Além de não vislumbrarem o pós-Dilma, as lideranças pró-impeachment não têm a garantia de que o processo tenha bases legais. O professor de direito da Fundação Getúlio Vargas Michel Mohallem afirma que as mobilizações revelam uma confusão de sentimentos. “Essa desaprovação do governo está sendo canalizada erroneamente na figura do impeachment, que não é uma ferramenta de aprovação e desaprovação política”.

Mohallem explica que o impeachment exige a comprovação do crime de responsabilidade fiscal ou de improbidade. “E nenhuma hipótese se enquadra”.

O presidente da Ordem dos Advogados do Brasil em Minas, Luis Cláudio Chaves, enfatiza que, juridicamente, não há base para o pedido. “Acho que, como a memória do impeachment do Fernando Collor é viva, os leigos pensam que, se ele foi derrubado por um evento de menor porte em relação aos atuais escândalos, agora também é possível. Mas, naquela época, existia materialidade das provas”, destaca.

Collor se beneficiou de um esquema articulado pelo tesoureiro de campanha Paulo César Farias, que arrecadou verbas em troca de favores do governo federal. O dinheiro teria sido usado com despesas pessoais.

Para o coordenador do Revoltados Online, contudo há, sim, elementos para o impeachment. “Destacaria irresponsabilidade fiscal, lesa pátria, compra da refinaria de Pasadena, além de estelionato eleitoral. Chega de roubalheira”, diz Reis.

Mauro Scheer também diz ter argumentos que embasam o “Fora, Dilma”: “Envio de dinheiro para Cuba e outros países sem autorização do Congresso, dinheiro ilegal na campanha”. O jovem Elias Fernandes faz coro. “No movimento, tem o pessoal do setor jurídico que olha isso”, acredita.

Cruz e espada

Discurso. O cientista político da Universidade de Campinas Valeriano Costa avalia que o discurso genérico dos grupos que não pedem o impeachment, mas o fim da corrupção e da impunidade, pode esvaziar o movimento anti-Dilma.

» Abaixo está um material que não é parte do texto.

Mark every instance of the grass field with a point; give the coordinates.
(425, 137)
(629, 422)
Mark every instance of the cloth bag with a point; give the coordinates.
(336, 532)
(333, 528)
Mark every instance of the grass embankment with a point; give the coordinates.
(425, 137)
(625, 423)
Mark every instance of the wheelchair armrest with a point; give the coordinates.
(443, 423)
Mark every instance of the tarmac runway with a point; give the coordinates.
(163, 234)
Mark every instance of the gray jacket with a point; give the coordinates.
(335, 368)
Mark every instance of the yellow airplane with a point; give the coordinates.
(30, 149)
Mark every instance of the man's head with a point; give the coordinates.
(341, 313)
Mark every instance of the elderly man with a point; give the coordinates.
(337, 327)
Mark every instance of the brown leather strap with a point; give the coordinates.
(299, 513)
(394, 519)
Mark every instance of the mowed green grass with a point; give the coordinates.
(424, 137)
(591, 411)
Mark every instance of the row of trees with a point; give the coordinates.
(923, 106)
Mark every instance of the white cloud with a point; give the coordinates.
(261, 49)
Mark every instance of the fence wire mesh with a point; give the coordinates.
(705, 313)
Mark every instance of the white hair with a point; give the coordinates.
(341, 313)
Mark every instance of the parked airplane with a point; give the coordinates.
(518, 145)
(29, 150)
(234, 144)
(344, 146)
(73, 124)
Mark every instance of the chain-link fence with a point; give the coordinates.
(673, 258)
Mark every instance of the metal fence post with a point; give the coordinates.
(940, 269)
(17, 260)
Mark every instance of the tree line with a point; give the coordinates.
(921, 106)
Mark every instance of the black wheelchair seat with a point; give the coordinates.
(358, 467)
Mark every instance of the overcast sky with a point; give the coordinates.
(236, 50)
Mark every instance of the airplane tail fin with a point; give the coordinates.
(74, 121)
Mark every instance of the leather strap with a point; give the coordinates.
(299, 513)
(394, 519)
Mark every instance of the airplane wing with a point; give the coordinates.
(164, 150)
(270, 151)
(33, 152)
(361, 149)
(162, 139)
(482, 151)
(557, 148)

Político . “São radicais que pedem o impeachment, mas em número limitado, representam uma parcela anti-PT e também contra as políticas sociais. Para a oposição, não é interessante pedir o impeachment, é risco e exposição grande. Se der certo, o PT vira vítima, se der errado, a oposição vira vexame”, avalia.

Recall
As Constituições de alguns países preveem a possibilidade de convocar um “recall político” no meio do mandato do presidente. Na Venezuela, por exemplo, a cada dois anos, a população faz uma reavaliação do governo, que pode ou não ser mantido no poder. Na Suíça, o recall é permitido em casos de insatisfação. Mas no país europeu, o Congresso tem que votar a possibilidade de convocação de uma nova consulta popular.

3º turno
Os protestos anti-Dilma e de apoio à petista são, em parte, a materialização do que se vê nas redes sociais desde a eleição, segundo estudo da Diretoria de Análise de Políticas Públicas da Fundação Getúlio Vargas. A polarização foi verificada no anúncio do ministro Joaquim Levy, na eleição de Eduardo Cunha (PMDB) para a presidência da Câmara e na escolha de Aldemir Bendine para presidir a Petrobras.